Spätestens bei Tempi über 100 km/h wandelt sich die spielerische Leichtigkeit in eine eher störrische Eigenwilligkeit, die sich nur der mächtigen Hebelwirkung des 810 Millimeter breiten Lenkers beugt. Flotte Schräglagenwechsel in kurzer Folge zwingen jetzt zum beherzten Zugriff. Je höher die Geschwindigkeit, je schneller die Kurven, desto steifer und unwilliger folgt das Hochrad den Lenkimpulsen. Eine Folge der auf Stabilität getrimmten Lenkgeometrie in Verbindung mit den endurotypischen großen Rädern (siehe Kasten Seite 40/41). Fazer und ZX-6R schließen auf und pfeifen dank sattem Leistungsüberschuß und tadelloser Handlichkeit im Formationsflug vorbei.
Päuschen, noch ne Fluppe, und das Ganze jetzt langsam zum Mitschreiben. Oder noch besser: Wir stecken einen wunderbar verzwickten Handlingkurs ab, lassen alle drei Maschinen von den 2D-Elektronik-Spezialisten verkabeln und staunen über die unbestechlichen Meßwerte zum Thema Handling. Denn die bloße Auswertung der Rundenzeiten brächte nicht mehr als ein grobe Tendenz, ohne daß sich tatsächliche Vor- und Nachteile in den einzelnen Sektionen eindeutig analysieren lassen.
Was bisher aus subjektiven Testerfahrungen von über 500 Landstraßenkilometern zusammengetragen wurde, soll auf dem rund 1300 Meter langen Parcours aus engen Kehren, verschachtelten Kurvenkombinationen und unterbrochen von zwei listigen Fang-den-Hut-Spielchen die endgültige Bestätigung finden - oder auch nicht. Neben der Aufzeichnung von Geschwindigkeit, Brems- und Beschleunigungsmanövern erfaßt ein elektronischer Sensor die Fahrzeugbewegungen um die Längsachse. Damit lassen sich nicht nur Schräglagenwechsel, sondern auch etwaige Unruhen im Fahrwerk aufzeichnen und analysieren.

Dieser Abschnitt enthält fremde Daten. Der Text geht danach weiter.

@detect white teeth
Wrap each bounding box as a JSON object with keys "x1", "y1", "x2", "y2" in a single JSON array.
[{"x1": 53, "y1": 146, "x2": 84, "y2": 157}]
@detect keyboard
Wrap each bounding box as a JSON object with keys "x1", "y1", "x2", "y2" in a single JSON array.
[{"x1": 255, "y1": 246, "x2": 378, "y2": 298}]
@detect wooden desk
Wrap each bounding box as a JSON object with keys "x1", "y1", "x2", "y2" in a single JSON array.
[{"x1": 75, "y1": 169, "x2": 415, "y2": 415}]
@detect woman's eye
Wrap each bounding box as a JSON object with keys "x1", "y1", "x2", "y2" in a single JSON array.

Die Wetten sind gelaufen, Yamahas Fazer steht ganz oben auf der Hitliste, dicht gefolgt von der Husqvarna. Chancenlos rangiert der Supersportler auf dem letzten Rang. Die Testcrew traut dem breitbereiften Renner kein sonderlich flottes Tänzchen durch den Slalom zu. Breiter Lenker, schmale Reifen, nur das bringt Handlichkeit und Speed. Minuten später stellt die Kawasaki sämtliche Vermutungen gründlich auf den Kopf. Nicht nur, daß sie in Windeseile um die Pylonen pflügt, sondern die ZX-6R vermittelt allen drei Testfahrerern durch die stramme Fahrwerksabstimmung und die messerscharfe Lenkung am meisten Sicherheit. Ein bis dato rein subjektives Urteil, das jetzt durch die elektronischen Aufzeichnungen bestätigt wird.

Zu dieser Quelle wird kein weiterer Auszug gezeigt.